So it makes sense that France would act to prevent the entire country of Mali from falling to the Islamic rebels. France and the Western imperialists more broadly have a key interest in opposing Islamic militant groups that challenge their hegemony. On the other hand, as we have seen in both Syria and Libya, and previously in Afghanistan, imperialism has no problem in allying with such groups to overthrow regimes considered to be unreliable or that are attempting to follow an independent course.
The United States has also been training Malian troops to fight in the “war on terror” and has done the same in many West African nations. These nations, grouped in ECOWAS, also opposed the Islamic militants in Mali, fearing what destabilization in the region could mean for their own economic and political prospects.

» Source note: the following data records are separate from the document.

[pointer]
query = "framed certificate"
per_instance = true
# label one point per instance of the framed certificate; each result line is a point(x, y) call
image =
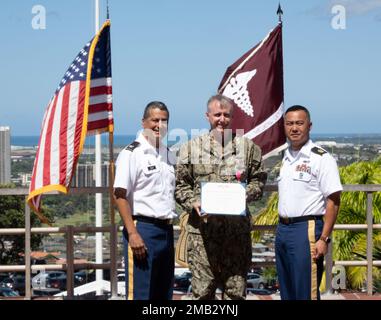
point(223, 198)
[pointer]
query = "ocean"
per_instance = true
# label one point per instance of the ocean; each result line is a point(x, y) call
point(124, 140)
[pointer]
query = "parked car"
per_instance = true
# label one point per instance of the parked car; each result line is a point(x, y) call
point(60, 282)
point(7, 292)
point(259, 291)
point(255, 281)
point(183, 281)
point(42, 279)
point(15, 283)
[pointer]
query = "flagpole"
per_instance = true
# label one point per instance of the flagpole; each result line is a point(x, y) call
point(114, 228)
point(279, 13)
point(98, 183)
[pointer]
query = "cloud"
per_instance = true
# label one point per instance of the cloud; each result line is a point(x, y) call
point(353, 8)
point(53, 14)
point(358, 7)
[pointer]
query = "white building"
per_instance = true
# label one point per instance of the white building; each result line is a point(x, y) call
point(5, 155)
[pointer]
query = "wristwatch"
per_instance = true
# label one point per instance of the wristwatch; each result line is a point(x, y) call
point(325, 239)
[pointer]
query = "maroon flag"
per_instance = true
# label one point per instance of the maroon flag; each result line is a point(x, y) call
point(255, 84)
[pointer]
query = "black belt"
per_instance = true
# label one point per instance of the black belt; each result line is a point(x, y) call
point(162, 222)
point(291, 220)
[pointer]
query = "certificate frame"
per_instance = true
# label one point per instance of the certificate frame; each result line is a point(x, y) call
point(223, 198)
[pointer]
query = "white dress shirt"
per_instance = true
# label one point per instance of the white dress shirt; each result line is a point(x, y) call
point(305, 181)
point(148, 175)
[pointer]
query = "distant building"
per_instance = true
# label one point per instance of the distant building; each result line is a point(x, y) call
point(5, 155)
point(85, 175)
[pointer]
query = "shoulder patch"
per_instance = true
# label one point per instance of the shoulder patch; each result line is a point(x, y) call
point(318, 151)
point(131, 147)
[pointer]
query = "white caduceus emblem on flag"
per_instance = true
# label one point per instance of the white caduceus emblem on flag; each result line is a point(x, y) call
point(236, 90)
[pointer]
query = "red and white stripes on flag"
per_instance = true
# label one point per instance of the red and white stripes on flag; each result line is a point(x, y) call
point(100, 106)
point(81, 105)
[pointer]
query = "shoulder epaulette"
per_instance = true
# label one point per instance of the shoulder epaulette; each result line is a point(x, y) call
point(131, 147)
point(318, 151)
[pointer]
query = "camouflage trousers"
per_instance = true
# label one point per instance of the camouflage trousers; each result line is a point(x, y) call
point(221, 262)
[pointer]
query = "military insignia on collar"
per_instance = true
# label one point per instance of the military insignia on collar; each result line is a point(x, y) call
point(318, 151)
point(131, 147)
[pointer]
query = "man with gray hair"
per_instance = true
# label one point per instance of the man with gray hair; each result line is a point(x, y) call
point(144, 191)
point(219, 246)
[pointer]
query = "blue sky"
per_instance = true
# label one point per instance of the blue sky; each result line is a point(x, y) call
point(177, 51)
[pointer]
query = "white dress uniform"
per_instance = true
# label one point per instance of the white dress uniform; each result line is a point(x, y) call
point(307, 178)
point(148, 175)
point(305, 181)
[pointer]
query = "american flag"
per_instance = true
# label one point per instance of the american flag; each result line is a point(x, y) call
point(81, 105)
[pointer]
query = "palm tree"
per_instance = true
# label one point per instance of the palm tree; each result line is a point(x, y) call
point(348, 245)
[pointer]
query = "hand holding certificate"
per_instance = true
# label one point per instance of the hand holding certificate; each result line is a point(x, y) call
point(223, 198)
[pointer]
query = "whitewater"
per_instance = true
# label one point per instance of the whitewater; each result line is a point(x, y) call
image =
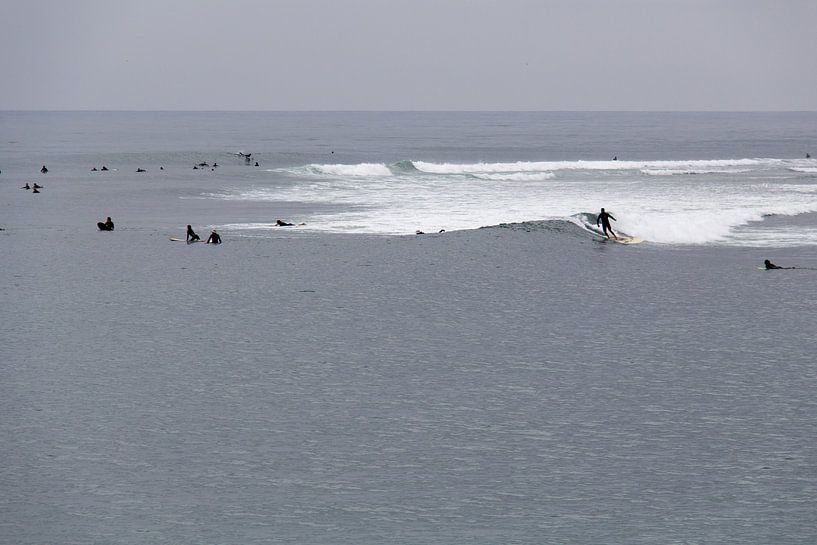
point(714, 201)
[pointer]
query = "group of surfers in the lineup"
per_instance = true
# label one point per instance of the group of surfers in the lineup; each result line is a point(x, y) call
point(214, 237)
point(36, 187)
point(602, 220)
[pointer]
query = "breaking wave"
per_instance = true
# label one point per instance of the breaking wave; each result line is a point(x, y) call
point(731, 196)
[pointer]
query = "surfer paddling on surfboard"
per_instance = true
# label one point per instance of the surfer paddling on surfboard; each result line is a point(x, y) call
point(605, 218)
point(769, 266)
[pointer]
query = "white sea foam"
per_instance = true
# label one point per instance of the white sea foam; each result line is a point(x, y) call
point(550, 166)
point(357, 170)
point(517, 176)
point(378, 198)
point(674, 172)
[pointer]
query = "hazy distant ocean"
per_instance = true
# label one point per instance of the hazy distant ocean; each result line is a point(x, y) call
point(347, 381)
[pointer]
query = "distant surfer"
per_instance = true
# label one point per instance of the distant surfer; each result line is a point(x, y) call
point(107, 225)
point(604, 218)
point(770, 266)
point(214, 238)
point(191, 235)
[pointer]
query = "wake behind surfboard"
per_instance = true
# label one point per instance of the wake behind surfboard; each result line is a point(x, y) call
point(626, 240)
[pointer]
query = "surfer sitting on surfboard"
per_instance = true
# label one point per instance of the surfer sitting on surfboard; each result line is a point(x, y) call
point(107, 226)
point(191, 235)
point(605, 218)
point(214, 238)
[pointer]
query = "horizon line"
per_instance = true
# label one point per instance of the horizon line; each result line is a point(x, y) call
point(85, 110)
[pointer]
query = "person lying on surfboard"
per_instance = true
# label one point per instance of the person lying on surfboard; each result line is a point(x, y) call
point(770, 266)
point(605, 218)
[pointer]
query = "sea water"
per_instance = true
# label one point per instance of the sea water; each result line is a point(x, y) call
point(667, 178)
point(347, 381)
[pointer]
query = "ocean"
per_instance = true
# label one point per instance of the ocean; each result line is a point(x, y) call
point(507, 376)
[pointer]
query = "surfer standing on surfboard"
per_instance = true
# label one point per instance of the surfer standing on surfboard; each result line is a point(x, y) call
point(191, 235)
point(605, 218)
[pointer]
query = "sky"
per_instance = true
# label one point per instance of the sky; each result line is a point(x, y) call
point(545, 55)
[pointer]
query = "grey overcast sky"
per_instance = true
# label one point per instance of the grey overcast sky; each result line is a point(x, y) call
point(408, 55)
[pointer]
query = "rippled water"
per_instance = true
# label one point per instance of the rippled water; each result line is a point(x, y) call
point(515, 384)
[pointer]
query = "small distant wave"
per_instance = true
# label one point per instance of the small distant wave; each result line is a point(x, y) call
point(716, 165)
point(691, 172)
point(360, 170)
point(517, 176)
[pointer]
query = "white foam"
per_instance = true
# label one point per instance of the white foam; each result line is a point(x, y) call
point(551, 166)
point(518, 176)
point(357, 170)
point(374, 198)
point(674, 172)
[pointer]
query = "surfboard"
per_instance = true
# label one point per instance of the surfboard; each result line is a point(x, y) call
point(623, 240)
point(627, 240)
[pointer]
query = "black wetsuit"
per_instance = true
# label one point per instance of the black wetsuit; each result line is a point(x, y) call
point(605, 218)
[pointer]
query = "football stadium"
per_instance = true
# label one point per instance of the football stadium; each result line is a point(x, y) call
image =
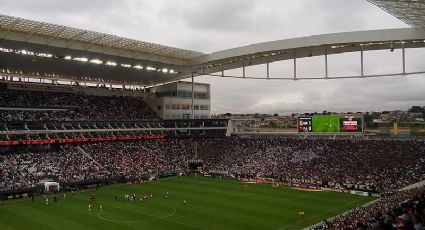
point(99, 131)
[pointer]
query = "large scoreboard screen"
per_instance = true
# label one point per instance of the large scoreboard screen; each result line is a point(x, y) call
point(351, 123)
point(305, 124)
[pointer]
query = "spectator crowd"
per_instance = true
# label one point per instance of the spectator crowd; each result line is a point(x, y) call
point(380, 166)
point(51, 106)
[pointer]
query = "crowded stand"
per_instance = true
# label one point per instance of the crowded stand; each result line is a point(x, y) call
point(398, 210)
point(76, 166)
point(35, 166)
point(370, 165)
point(134, 160)
point(18, 106)
point(375, 166)
point(366, 165)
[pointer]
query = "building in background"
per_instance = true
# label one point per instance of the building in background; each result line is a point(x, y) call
point(174, 100)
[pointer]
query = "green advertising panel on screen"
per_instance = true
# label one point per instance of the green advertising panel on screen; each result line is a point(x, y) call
point(326, 123)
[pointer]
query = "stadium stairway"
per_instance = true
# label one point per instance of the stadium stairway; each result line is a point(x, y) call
point(9, 163)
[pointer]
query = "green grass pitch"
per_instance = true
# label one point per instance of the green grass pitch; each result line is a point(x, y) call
point(211, 204)
point(326, 124)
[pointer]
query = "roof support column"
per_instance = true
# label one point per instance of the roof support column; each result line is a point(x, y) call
point(243, 69)
point(326, 63)
point(295, 65)
point(404, 60)
point(268, 69)
point(361, 62)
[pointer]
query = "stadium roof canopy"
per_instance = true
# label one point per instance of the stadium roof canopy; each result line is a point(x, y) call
point(411, 12)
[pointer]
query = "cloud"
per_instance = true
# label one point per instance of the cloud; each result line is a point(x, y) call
point(213, 25)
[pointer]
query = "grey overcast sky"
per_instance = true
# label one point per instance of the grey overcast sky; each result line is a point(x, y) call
point(212, 25)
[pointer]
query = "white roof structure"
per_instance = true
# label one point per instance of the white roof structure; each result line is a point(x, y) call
point(411, 12)
point(9, 24)
point(82, 55)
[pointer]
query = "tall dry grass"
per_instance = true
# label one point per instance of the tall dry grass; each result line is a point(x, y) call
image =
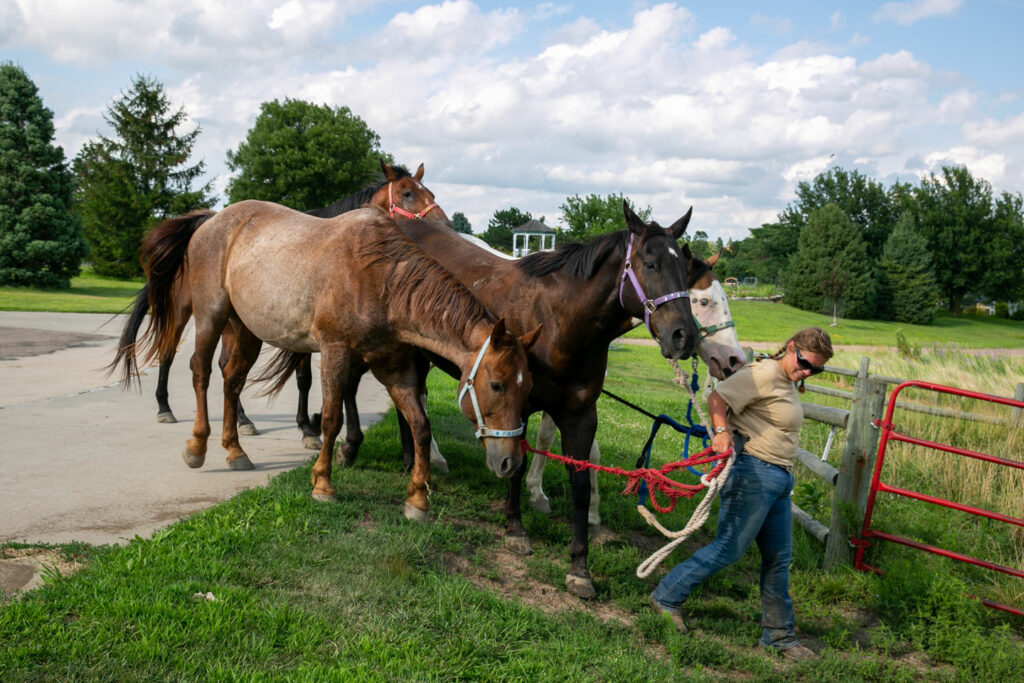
point(950, 476)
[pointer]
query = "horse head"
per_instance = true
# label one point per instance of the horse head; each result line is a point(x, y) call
point(406, 196)
point(719, 346)
point(657, 278)
point(494, 396)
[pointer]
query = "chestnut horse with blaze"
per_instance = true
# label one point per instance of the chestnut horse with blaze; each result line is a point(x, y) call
point(354, 289)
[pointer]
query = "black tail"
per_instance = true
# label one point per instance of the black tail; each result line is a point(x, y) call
point(282, 367)
point(125, 356)
point(163, 254)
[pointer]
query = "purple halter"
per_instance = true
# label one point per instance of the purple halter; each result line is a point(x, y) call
point(649, 305)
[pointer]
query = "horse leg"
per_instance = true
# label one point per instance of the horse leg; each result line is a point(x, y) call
point(335, 376)
point(515, 534)
point(227, 342)
point(535, 479)
point(353, 434)
point(207, 334)
point(406, 397)
point(164, 413)
point(304, 380)
point(245, 351)
point(578, 438)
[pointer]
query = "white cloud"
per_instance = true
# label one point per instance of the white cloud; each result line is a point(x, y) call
point(907, 13)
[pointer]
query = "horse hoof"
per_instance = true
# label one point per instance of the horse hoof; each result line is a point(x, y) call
point(580, 587)
point(519, 545)
point(415, 514)
point(192, 461)
point(541, 505)
point(241, 463)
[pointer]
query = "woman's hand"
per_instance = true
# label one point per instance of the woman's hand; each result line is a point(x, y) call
point(722, 442)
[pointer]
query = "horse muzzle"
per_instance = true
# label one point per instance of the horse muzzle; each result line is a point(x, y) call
point(504, 456)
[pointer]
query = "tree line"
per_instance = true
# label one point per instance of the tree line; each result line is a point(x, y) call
point(846, 246)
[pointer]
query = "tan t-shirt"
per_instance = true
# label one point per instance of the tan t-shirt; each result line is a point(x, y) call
point(765, 408)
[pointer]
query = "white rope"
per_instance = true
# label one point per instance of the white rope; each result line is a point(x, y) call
point(702, 510)
point(697, 519)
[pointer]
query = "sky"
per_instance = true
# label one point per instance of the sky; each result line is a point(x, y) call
point(723, 105)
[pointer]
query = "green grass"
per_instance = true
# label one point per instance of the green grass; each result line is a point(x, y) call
point(351, 591)
point(89, 293)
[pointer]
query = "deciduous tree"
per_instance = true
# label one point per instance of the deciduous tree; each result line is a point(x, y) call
point(304, 156)
point(585, 218)
point(499, 232)
point(830, 272)
point(41, 241)
point(906, 285)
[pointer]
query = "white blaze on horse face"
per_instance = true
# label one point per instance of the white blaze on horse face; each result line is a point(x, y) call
point(720, 349)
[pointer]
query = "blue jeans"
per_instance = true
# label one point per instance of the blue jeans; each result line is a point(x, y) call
point(755, 507)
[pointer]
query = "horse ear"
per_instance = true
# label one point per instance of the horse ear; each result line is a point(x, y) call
point(632, 220)
point(527, 340)
point(499, 330)
point(677, 228)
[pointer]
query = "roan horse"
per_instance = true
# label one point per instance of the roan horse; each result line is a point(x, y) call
point(398, 193)
point(719, 348)
point(581, 295)
point(352, 288)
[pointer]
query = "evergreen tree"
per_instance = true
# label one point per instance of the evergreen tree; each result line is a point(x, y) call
point(137, 178)
point(41, 241)
point(304, 156)
point(906, 285)
point(499, 232)
point(461, 223)
point(830, 272)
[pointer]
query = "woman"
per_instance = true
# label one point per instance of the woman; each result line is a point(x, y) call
point(761, 406)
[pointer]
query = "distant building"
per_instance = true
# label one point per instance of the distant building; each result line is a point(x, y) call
point(531, 236)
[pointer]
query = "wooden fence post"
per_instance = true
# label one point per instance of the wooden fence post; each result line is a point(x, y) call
point(856, 464)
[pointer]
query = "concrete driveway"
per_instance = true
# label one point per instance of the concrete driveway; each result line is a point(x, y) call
point(81, 460)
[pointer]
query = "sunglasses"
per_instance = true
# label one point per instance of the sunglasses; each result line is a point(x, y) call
point(806, 365)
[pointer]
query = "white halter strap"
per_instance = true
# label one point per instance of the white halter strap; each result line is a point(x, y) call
point(481, 429)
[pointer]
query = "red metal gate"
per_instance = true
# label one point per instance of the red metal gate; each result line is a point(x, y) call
point(889, 434)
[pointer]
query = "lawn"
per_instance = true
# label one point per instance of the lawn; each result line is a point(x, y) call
point(352, 591)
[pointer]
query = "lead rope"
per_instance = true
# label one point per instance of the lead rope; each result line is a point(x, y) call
point(702, 510)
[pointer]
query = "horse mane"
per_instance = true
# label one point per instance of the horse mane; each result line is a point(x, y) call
point(579, 260)
point(423, 289)
point(357, 199)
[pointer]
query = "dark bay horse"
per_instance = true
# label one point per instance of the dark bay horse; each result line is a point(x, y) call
point(585, 297)
point(354, 289)
point(400, 194)
point(718, 347)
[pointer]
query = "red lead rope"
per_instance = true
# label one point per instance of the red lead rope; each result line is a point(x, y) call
point(656, 479)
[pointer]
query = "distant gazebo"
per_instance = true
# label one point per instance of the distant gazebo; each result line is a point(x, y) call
point(531, 236)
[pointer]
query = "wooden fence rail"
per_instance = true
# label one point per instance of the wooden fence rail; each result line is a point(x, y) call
point(852, 478)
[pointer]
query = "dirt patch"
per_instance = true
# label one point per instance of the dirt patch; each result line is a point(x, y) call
point(22, 568)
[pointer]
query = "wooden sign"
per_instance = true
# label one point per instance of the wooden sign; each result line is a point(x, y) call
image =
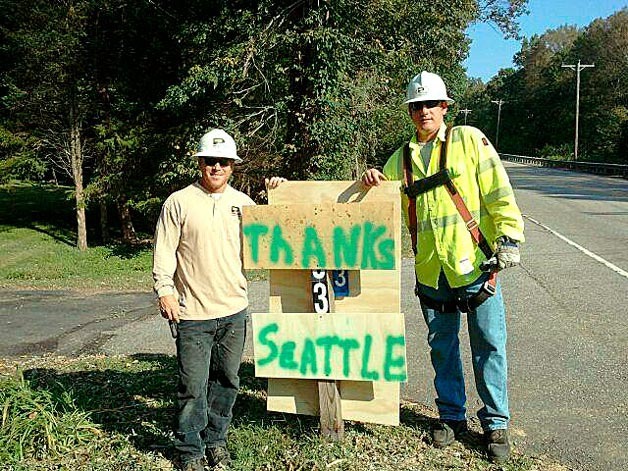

The intervention by French troops and the bombing of Malian cities by French warplanes marks a major escalation in the conflict. The strength of the Islamic rebels, who have attracted some support from disaffected peoples in the North, means heavier fighting can be expected. France and the Western imperialists are obviously concerned that anti-Western, non-cooperative forces could seize Mali and use it as a base to extend their influence across the region. Thus their goal is to defeat the Islamic rebels using whatever forces necessary.
While France and the United States are urging ECOWAS to intervene militarily in Mali, France in deed and the U.S. in word have shown their willingness to act unilaterally. It has even been reported that France is trying to recruit the MNLA to act as an imperialist proxy, which could lead to more divide-and-conquer policies in the North, as opposed to genuine processes of liberation and reconciliation.
From the standpoint of progressives and revolutionaries in the United States, it is paramount that imperialist intervention be opposed resolutely. With regime change in Libya and the destabilization of Mali, the recent announcement of U.S. military missions in up to 35 African nations make it clear that imperialism is using the conflicts in Africa to deepen the bonds of neocolonialism on that continent. This promises not to resolve but simply to transform and exacerbate some of Africa’s thorniest issues, resulting in greater suffering for her people.